Will a New Patron Rescue the Legacy of Theophilos, the Michaelangelo of Lesbos?

The folk artist’s work proved controversial in post-war Greece. Were the paintings too Stalinist or not Stalinist enough? All things Theophilos have calmed down considerably since that time.

Mario Naves/The New York Sun
Inside Theophilos's tree. Mario Naves/The New York Sun

LESBOS, Greece — Every municipality has its local hero, but some are more local than others. The Greek island of Lesbos, an island of 83,000-some citizens that is a brief boat ride away from Turkey in the northeast Aegean, has seen its share of international attention in recent years due to the influx of refugees. Yet the island is also distinguished by circumstances that are less traumatic, if no less world historical.

Aristotle traveled to Lesbos in the 4th century B.C. and cataloged the island’s fish, flora, and fauna, thereby — according to some scholarly lights, anyway — “inventing science.” Roughly two centuries earlier, the Lesbos-born poet Sappho waxed lyrical on the virtues of love. Although there is no definitive proof of Sappho’s sexual longings for women, she’s the reason the word “lesbian” is significantly more than a geographical marker.

Then there’s Lesbos’s home-grown visionary, Theophilos Hatzimihail, a Greek Le Dounier Rousseau known for wearing a pleated, skirt-like folk costume, the fustanella, and depicting scenes that stemmed from myth and history. This “day dreamer, eccentric, and lover of all things Greek” may have garnered tips about painting from his grandfather the iconographer, but his skill set was largely self-generated, he being less a student of the academy than one driven by his own inclinations.

Theophilos — like Michelangelo and Cher, he’s popularly referred to by one name — was born around 1870. He left home at the age of 18 and traveled to Smyrna, where he worked as a gatekeeper at the Greek consulate. A subsequent move to a port city on the Greek mainland, Volos, led to the patronage of Giannis Kontos, a landowner of some import. Theophilos in 1927 returned to Lesbos, where he caught the eye of a fellow native, Stratis Eleftheriades, a book publisher and art world insider better known as Tériade.

Having hobnobbed with the likes of Picasso, Matisse, and Chagall while studying law at Paris, Tériade was wise to the attractions of folk art. He took Theophilos under his wing, commissioned a raft of paintings, and provided the painter with a degree of financial stability. 

Theophilos, ‘The poetess of Lesbos island Sappho and Alcaeus the guitar player,’ 1932.
Via Theophilos Museum, Mytilene, Greece

After the artist’s death in 1934, Tériade saw fit to promote the paintings at Paris: He curated a show of the artist’s work at the Louvre. Yet Theophilus’s work proved controversial in post-war Greece. Were the paintings too Stalinist or not Stalinist enough? All things Theophilos have calmed down considerably since that time.

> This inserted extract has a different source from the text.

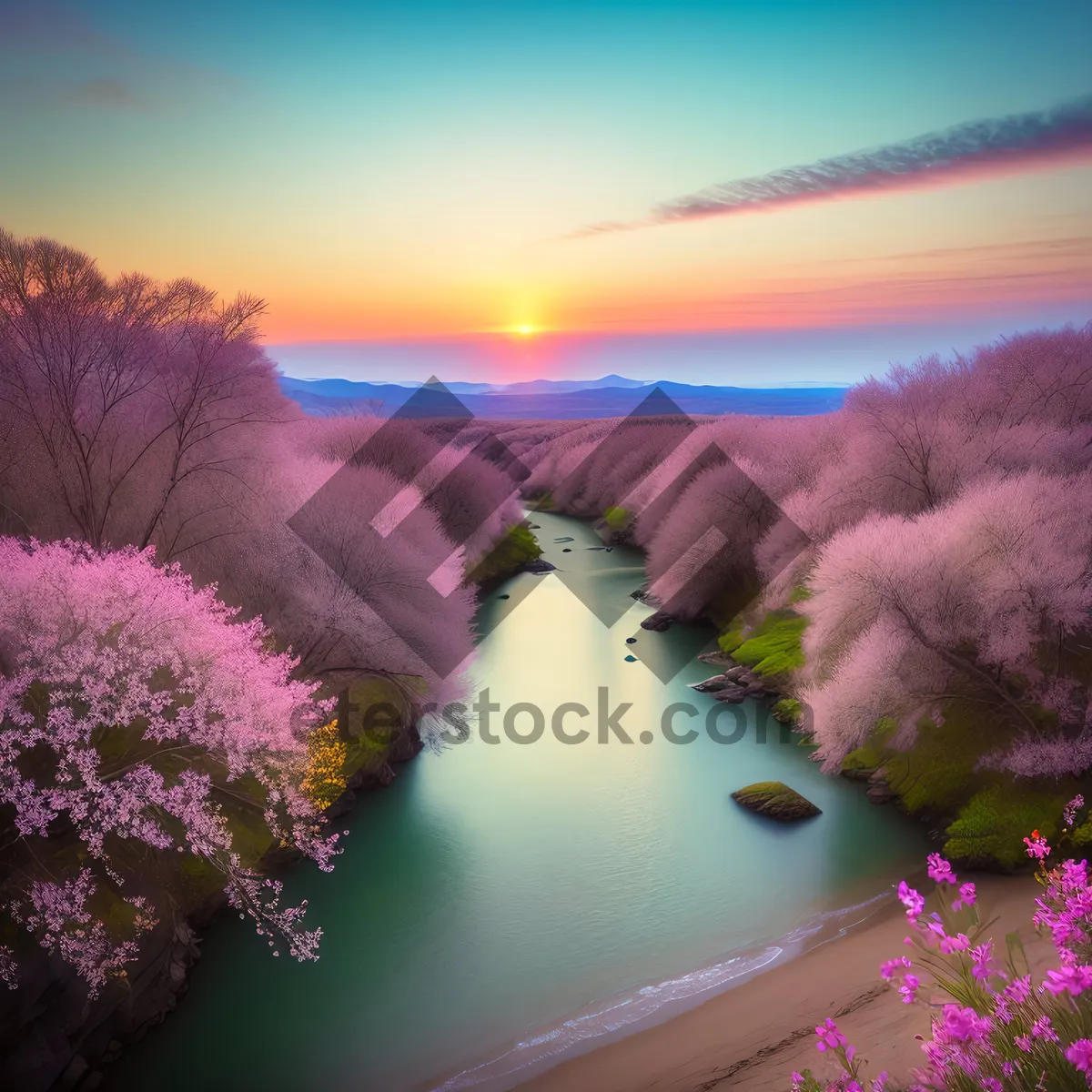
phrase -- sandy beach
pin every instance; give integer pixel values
(752, 1037)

Given the ubiquity of Byzantine art in Greece, Theophilos’s style is often viewed as, if not strictly an extension of its parameters, then part and parcel of them. An observer would be foolhardy to question how thoroughly native artforms are part of a country’s cultural DNA, but the paintings themselves are fairly commensurate with outsider art seen the world over. An abiding compositional frontality; a sense that an image is an inventory, rather than an embodiment, of people, places, and things; a skewed sense of pictorial space; and a narrow aesthetic purview — these are the limitations, as well as the charms, of Theophilos’s pictures.

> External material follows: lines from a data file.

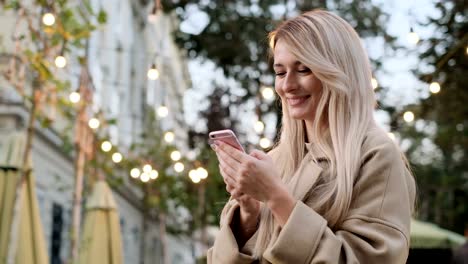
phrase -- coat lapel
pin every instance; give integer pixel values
(308, 173)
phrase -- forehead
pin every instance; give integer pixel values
(282, 55)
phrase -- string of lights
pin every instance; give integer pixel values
(147, 173)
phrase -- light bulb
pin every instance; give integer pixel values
(179, 167)
(145, 177)
(267, 93)
(94, 123)
(154, 174)
(408, 116)
(169, 137)
(375, 84)
(60, 61)
(106, 146)
(117, 157)
(48, 19)
(135, 173)
(259, 126)
(265, 143)
(152, 18)
(413, 37)
(202, 173)
(74, 97)
(163, 111)
(175, 155)
(147, 168)
(434, 87)
(153, 73)
(193, 174)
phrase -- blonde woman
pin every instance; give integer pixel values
(335, 189)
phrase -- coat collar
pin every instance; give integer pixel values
(307, 173)
(313, 149)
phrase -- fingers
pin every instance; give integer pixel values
(257, 154)
(232, 152)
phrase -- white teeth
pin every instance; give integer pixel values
(296, 101)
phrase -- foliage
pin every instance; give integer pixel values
(240, 29)
(235, 39)
(442, 173)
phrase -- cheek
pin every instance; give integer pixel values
(278, 89)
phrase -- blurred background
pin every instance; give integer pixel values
(105, 107)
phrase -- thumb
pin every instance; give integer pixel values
(258, 154)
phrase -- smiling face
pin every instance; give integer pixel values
(297, 86)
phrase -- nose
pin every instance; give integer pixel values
(289, 83)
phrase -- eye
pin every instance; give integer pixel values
(280, 73)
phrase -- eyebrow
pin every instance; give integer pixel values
(276, 65)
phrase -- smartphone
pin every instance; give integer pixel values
(227, 136)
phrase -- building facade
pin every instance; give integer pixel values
(119, 54)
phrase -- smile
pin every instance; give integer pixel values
(295, 101)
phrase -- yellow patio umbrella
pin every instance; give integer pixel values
(101, 241)
(31, 247)
(428, 235)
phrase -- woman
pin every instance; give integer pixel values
(335, 189)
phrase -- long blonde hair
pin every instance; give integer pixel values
(331, 48)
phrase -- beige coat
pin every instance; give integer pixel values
(376, 229)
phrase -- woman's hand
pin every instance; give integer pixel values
(255, 175)
(249, 207)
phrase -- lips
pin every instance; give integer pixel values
(297, 100)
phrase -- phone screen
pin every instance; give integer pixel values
(227, 136)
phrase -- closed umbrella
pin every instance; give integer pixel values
(31, 247)
(101, 241)
(428, 235)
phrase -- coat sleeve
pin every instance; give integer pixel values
(376, 229)
(225, 249)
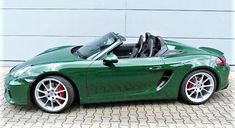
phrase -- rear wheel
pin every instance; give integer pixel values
(198, 87)
(53, 94)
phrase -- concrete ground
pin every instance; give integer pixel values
(219, 111)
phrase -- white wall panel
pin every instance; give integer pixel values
(62, 22)
(102, 4)
(180, 24)
(182, 4)
(24, 48)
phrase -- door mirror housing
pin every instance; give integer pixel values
(110, 59)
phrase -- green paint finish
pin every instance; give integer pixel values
(127, 79)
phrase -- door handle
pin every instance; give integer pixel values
(154, 68)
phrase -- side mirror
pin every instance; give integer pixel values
(110, 59)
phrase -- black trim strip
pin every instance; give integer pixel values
(119, 9)
(26, 35)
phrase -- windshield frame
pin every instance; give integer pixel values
(107, 50)
(98, 55)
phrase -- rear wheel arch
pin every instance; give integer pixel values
(194, 71)
(202, 68)
(40, 77)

This isn’t to say that all things Theophilos have become sacrosanct. Although a museum dedicated exclusively to the artist was established in 1965 through the offices of Tériade and Kontos — it can be found at Vareia, a district of Mytilini, the capital of Lesbos — Theophilos’s tree is markedly down at the heels. His tree, you say? Theophilos’s spring-time pied-à-terre, a venue that doubled as a studio, is a hollowed-out tree situated at Karini. Duck inside, listen to the wind creak its way through gaps in the trunk, and imagine the refuge it was for a local eccentric who often suffered the taunts of his countrymen. 

After that, despair at its surroundings: an adjoining taverna has been abandoned and its pond is uncared for. What looks to be a mural by Theophilos across the pathway is, it would seem, in an irreparable state. Surely there’s a 21st century Tériade somewhere on the island to do right by a figure whom, as noted by the novelist Stratis Myrivilis, “the critics of Athens and Paris proclaimed … a great painter.”